結婚した男性を雪が積もった崖の上から突き落とす。こんな“婿投げ”なる慣習のある新潟県の松之山町。冬は3メートル以上も雪が積もるこの町で、パソコンの周辺機器メーカーを経営するのが長澤久吉さんだ。
Macと出合って“ヒモ”状態を脱出
「ベンチャー企業を成功させるなら早く嫁さんをもらうことですよ」と笑う長澤さんが電気部品メーカーを辞め、故郷に戻って会社を設立したのは10年前。しかし電気関係を中心に多くのアイディアを抱えて旗揚げしたものの、最初の2年間は売り上げゼロだった。「実家の温泉旅館で働くカミさんに食わせてもらってた」との言葉通り、“婿投げ”のモデルとして登場した当時の町のパンフレットの中で、長澤さんは“よろず発明家を目指す独創家”と紹介された。
そんなリュウドが軌道に乗り始めたのは4年前のこと。Macとの出合いがきっかけだった。「パソコンといえばPC-98の時代。98用の周辺機器メーカーはいくつもあったので、違うものをやろうと。DynaBookにしようかとも思ったんですけど(笑)」。
新製品のリリースを雑誌に送り、営業は問屋まかせでひたすら新製品作りに励む。いつしか社員は増え、売り上げも順調に伸びていった。

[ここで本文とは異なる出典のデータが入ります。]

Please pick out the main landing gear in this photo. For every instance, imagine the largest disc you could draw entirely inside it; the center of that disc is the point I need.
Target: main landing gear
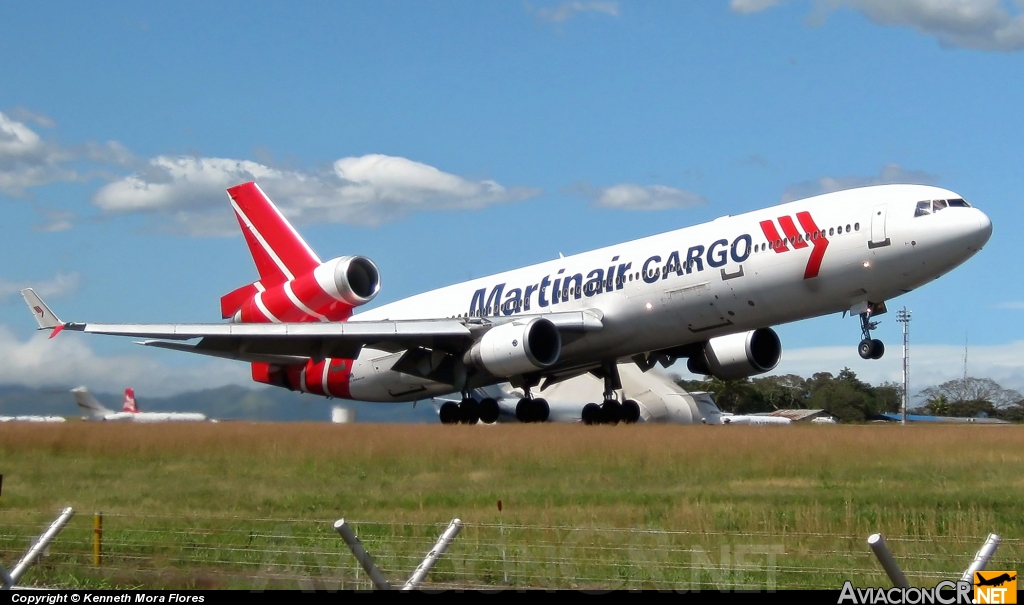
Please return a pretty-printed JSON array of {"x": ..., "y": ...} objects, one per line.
[
  {"x": 610, "y": 412},
  {"x": 869, "y": 348},
  {"x": 530, "y": 409},
  {"x": 469, "y": 411}
]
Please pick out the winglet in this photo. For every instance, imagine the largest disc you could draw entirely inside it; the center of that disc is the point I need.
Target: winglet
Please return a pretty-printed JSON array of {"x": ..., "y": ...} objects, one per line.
[{"x": 44, "y": 316}]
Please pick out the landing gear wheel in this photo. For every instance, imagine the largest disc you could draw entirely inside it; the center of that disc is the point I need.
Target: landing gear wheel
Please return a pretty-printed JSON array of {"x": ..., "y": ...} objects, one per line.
[
  {"x": 611, "y": 412},
  {"x": 878, "y": 349},
  {"x": 449, "y": 413},
  {"x": 865, "y": 348},
  {"x": 488, "y": 411},
  {"x": 631, "y": 412},
  {"x": 469, "y": 412},
  {"x": 870, "y": 348},
  {"x": 541, "y": 411}
]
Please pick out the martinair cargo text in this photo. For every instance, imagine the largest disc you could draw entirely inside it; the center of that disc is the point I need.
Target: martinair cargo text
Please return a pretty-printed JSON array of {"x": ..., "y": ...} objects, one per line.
[{"x": 709, "y": 293}]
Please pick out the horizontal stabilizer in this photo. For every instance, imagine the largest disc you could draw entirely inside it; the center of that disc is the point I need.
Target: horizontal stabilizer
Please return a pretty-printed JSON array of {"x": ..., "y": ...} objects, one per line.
[{"x": 89, "y": 403}]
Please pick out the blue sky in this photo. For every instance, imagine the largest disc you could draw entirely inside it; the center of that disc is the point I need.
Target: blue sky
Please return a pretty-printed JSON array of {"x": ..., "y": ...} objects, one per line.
[{"x": 448, "y": 140}]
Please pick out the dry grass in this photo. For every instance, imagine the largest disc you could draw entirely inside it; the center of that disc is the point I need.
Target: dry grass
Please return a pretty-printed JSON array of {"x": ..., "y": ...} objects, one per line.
[{"x": 803, "y": 486}]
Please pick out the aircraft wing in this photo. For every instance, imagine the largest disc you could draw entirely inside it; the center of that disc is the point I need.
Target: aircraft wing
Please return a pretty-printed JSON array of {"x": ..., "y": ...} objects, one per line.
[
  {"x": 297, "y": 342},
  {"x": 291, "y": 343}
]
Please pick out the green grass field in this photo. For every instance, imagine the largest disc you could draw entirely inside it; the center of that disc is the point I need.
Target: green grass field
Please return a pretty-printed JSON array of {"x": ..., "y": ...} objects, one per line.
[{"x": 251, "y": 506}]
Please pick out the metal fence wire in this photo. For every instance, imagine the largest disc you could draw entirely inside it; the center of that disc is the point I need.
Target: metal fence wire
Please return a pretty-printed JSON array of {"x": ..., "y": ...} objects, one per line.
[{"x": 258, "y": 554}]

2年前、会社は廃校になった中学校の校舎へと移った。借りた“6教室”の半分は倉庫として使っている。
「東京にいる必要はない。ここの家賃は倉庫込みで2万円ですから、その分、価格競争ができるんです」
米国メーカーとの取り引きや外部のプログラマーとの打ち合わせも電子メールでOK。パソコンで展望を開いた長澤さんは今、ネットの恩恵をもっとも受けている1人でもある。